Dove eravamo rimasti?
Sansa, Arya, Sandor e Petyr
giungono al nord
in cerca di un
documento che
potrebbe salvare la vita di Jon.
Non lo trovano. Dopo
una
discussione, Sandor abbandona il gruppo e torna da Cersei.
Tormund, un vecchio
amico di Jon,
arriva a Grande
Inverno e accetta
di accompagnare il trio dallo zio Benjen,
che racconta loro le
origini di
Jon: è lui suo padre.
Dopo che Sansa ha
chiesto a Petyr
di andarsene,
Arya riceve un
messaggio da Robb:
Jon è fuori pericolo.
S |
embrano passati
mesi. Sansa abbandona
il capo contro il finestrino dell’auto, improvvisamente
stanca. Turmund e Arya
stanno parlando, ma lei non ascolta. Petyr è in silenzio.

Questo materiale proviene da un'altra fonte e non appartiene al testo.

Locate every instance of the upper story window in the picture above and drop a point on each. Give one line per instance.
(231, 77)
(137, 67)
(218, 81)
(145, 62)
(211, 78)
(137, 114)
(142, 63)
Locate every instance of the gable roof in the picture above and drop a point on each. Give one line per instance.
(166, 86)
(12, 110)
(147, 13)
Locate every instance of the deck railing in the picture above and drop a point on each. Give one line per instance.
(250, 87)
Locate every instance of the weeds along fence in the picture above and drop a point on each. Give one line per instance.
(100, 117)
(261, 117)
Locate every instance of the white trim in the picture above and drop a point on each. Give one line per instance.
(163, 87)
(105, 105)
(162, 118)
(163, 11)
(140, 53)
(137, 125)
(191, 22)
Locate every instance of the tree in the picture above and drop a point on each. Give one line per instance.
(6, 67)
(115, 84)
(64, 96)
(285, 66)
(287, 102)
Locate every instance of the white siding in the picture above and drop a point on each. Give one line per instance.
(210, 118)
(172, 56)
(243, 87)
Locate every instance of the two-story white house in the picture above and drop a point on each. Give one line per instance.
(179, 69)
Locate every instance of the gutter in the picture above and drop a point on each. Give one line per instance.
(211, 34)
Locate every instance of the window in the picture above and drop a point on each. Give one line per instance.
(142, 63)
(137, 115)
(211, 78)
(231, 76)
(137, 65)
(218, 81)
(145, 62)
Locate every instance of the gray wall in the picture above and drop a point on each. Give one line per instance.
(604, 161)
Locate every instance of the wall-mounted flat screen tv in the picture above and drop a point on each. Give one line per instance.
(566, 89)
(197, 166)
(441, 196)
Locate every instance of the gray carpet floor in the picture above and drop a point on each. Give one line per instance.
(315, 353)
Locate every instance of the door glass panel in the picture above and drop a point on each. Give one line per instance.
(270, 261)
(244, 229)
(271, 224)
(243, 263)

C’è allegria nell’aria. Eppure lei
non riesce a provarla…
“Jon
ce la farà.”
Cosa accadrà ora, quando torneranno a
Londra? Cosa accadrà quando avranno visto Jon, quando tutto
sarà finito?
Di chi può davvero fidarsi? Se è vero
che Petyr si sente con Cersei… se è vero che ha
uno scopo…
“Non
hai bisogno di un motivo… Vattene.”
Respira contro
il finestrino,
appannandolo. Ciò che è successo dopo quelle
parole è confuso nella sua mente,
come se lo avesse solo sognato.
Arya che informa zio Benjen. Arya che
chiama Tormund. Arya che decide di partire all’alba.
Non ha dormito.
E dubita che qualcuno
di loro ci sia riuscito.
Benjen li ha salutati, li ha
benedetti. Ha chiesto di mantenere il segreto, soprattutto con Jon. Ma
Sansa
non è sicura, non è sicura di niente
ormai… E se avesse mentito? Se avesse
mentito come ha fatto loro padre, come fa Petyr?
“Ricordati
questo, uccelletto: io ho potuto prenderti e non l’ho fatto.
Ma lui…”
Non ha
più avuto notizie di Sandor.
Vorrebbe che fosse con loro, che rendesse quella situazione
reale… Lui direbbe
le cose sbagliate, non gli importerebbe nulla di quanto accaduto a Jon.
Sansa ne sente
la mancanza. Di cuoio
e alcol e violenza. Di una voce rude. Di uno sguardo duro.
Lui sa qualcosa
– su Petyr, su
Joffrey – che non vuole dire. Ma lei ha bisogno di
sentirlo… Ha bisogno di
capire, di chiarirsi le idee, di prendere una decisione.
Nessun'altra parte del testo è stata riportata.